Thank you for your reply
I’ve also got spinal stenosis lower back and have had a horrible time.
So I’m just checking before I go back up the hospital Tuesday.
I did think it may have moved to my neck like C6..
And will do similar but that condition also fits the bill and seems the thyroid comes into it also.
Thanks for your help.
If you look in the "Pain & Hypothyroidism" section of this link you'll find carpal tunnel syndrome mentioned there.
Ok thank you
SlowDragonAdministrator
Suggest you get full thyroid and vitamin levels retested
Previous post 8 months ago showed low B12
Have you been back on daily vitamin B complex since then?
Remember to stop taking vitamin B complex a week before test
Do private testing early Monday or Tuesday morning, ideally before 9am and last dose levothyroxine 24 hours before test
Good morning sd
No I’ve got taken b complex
Last blood test was In January and t3 for a Endo I waited 12 months for.
Total waste of time at was sent me a letter saying that there’s nothing wrong with my levels and no need to see him again.
After that I’ve given up with trying
My back is horrible and Gp is hopeless
And now my arms and hands have gone numb and my grip.
So I’m trying to work out is it’s gone in a different place my neck like C6
I can feel a difference if I have my wife to press there.
Or to do with this Carpal Tunnel Syndrome
I’ve asked the Gp for a Mri and it’s been rejected by radiology and been referred to physiotherapy.
Same man who’s sent letters to my consultant saying I’m not suitable for physiotherapy.
I seen him about a week ago and told no need for a second appointment but he was going to call me a few days later because he had to check something with his colleague.
Waiting all day for the call never happened
So I was chasing him the next day.
I’ve got to go back up the hospital tomorrow for a 1hr appointment for more tests.
So I’m trying to find out more information about it before I go.
I think it’s time to get a set of tests done privately so you have the full picture then you can come here for further advice whether you need to move docs, add extra meds etc. monitor my health and blue horizon are all ok. I use Medichecks and get my blood taken at hospital. Get tested first thing before taking meds and a week after coming off b vitamins with biotin in as it skews the test. My bad back was much improved once I got levels higher.
I did try talking that private nhs test to the hospital before and they will not help me. They told me that I need a letter from a doctor.

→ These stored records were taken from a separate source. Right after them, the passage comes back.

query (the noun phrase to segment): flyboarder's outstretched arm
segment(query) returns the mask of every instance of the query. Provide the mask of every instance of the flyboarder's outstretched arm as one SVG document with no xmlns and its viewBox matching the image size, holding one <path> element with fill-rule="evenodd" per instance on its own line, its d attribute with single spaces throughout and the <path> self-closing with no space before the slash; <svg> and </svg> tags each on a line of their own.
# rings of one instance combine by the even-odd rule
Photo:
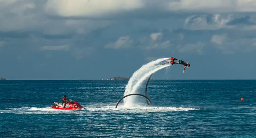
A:
<svg viewBox="0 0 256 138">
<path fill-rule="evenodd" d="M 184 73 L 185 72 L 185 69 L 186 68 L 186 66 L 185 66 L 184 67 L 184 69 L 183 69 L 183 73 Z"/>
</svg>

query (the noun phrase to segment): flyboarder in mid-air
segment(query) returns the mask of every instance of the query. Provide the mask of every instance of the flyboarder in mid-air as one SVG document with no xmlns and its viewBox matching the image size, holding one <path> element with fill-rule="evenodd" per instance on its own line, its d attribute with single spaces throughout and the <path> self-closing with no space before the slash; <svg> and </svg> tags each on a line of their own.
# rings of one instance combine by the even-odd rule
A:
<svg viewBox="0 0 256 138">
<path fill-rule="evenodd" d="M 174 60 L 177 60 L 177 62 L 175 62 Z M 172 65 L 174 64 L 182 64 L 184 65 L 185 66 L 185 67 L 184 67 L 184 69 L 183 69 L 183 73 L 185 72 L 185 69 L 186 68 L 186 67 L 188 67 L 188 68 L 189 68 L 189 67 L 190 67 L 190 65 L 189 64 L 189 63 L 184 62 L 182 60 L 176 59 L 174 58 L 171 58 L 171 60 L 170 61 L 167 62 L 166 63 L 165 63 L 162 65 L 166 64 L 169 62 L 171 63 L 171 64 Z"/>
</svg>

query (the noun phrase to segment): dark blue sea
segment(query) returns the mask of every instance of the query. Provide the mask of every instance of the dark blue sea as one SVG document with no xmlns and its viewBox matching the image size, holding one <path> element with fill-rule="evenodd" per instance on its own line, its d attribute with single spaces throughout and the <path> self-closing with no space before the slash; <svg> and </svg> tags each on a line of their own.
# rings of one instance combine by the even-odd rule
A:
<svg viewBox="0 0 256 138">
<path fill-rule="evenodd" d="M 150 80 L 152 106 L 116 109 L 128 83 L 0 81 L 0 137 L 256 137 L 256 80 Z M 86 109 L 51 109 L 64 95 Z"/>
</svg>

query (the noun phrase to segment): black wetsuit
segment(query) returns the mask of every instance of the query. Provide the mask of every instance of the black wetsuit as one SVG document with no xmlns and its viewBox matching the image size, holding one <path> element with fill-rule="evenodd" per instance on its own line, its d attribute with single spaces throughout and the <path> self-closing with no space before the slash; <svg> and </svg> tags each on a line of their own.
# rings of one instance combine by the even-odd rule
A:
<svg viewBox="0 0 256 138">
<path fill-rule="evenodd" d="M 185 67 L 188 66 L 188 64 L 187 64 L 187 63 L 183 61 L 182 60 L 177 59 L 177 61 L 178 61 L 176 63 L 177 64 L 182 64 L 185 66 Z"/>
</svg>

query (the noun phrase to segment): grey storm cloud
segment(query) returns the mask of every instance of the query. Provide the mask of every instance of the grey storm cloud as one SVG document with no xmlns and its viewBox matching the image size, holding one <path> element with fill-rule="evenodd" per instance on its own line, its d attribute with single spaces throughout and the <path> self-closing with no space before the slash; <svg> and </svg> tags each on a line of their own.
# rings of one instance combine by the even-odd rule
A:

When you order the test, you select the local nhs provider from their list (mine is just my local hospital) and pay an extra £30. Then I book the blood test in the normal way and when I get there I just say it’s Medichecks and they take a slip that’s for them (so they get the £30) and then you post off the blood yourself in the pack provided. So long as you choose one of the agreed suppliers it’s easy.
Hello, just to say I have had carpal tunnel for a few years now, am hypothyroid. It comes in waves sometimes it goes away, then it is back to varying degrees. I notice it comes back worse than ever when I am stressed. Hope you get it sorted. My GP says it isnt to do with thyroid but I beleive it is as intermittent hip pain.
Good morning I’ve had a full right hip replacement and failed still waiting for that to be fixed.
And spinal stenosis L3,4,5.
Now I’m up from bed around 4pm it will feel a little better.
What tests did you get.
Thank you.
Yep intermittent hip pain I have found are the muscles that work with the adrenals that are being upset.
Posthinking, I don't understand what you mean here. Can you explain a little further? Thanks.
Yes there are muscles connected to the adrenal glands I will try to find the document I always use.
I went on a 'funk' last year and was taken off Levo, restarted on a lower dose and CTS was def coming on and also had hip pain. The first time I experienced it, I also had shoulder pain. All resolved when my dose and labs were better.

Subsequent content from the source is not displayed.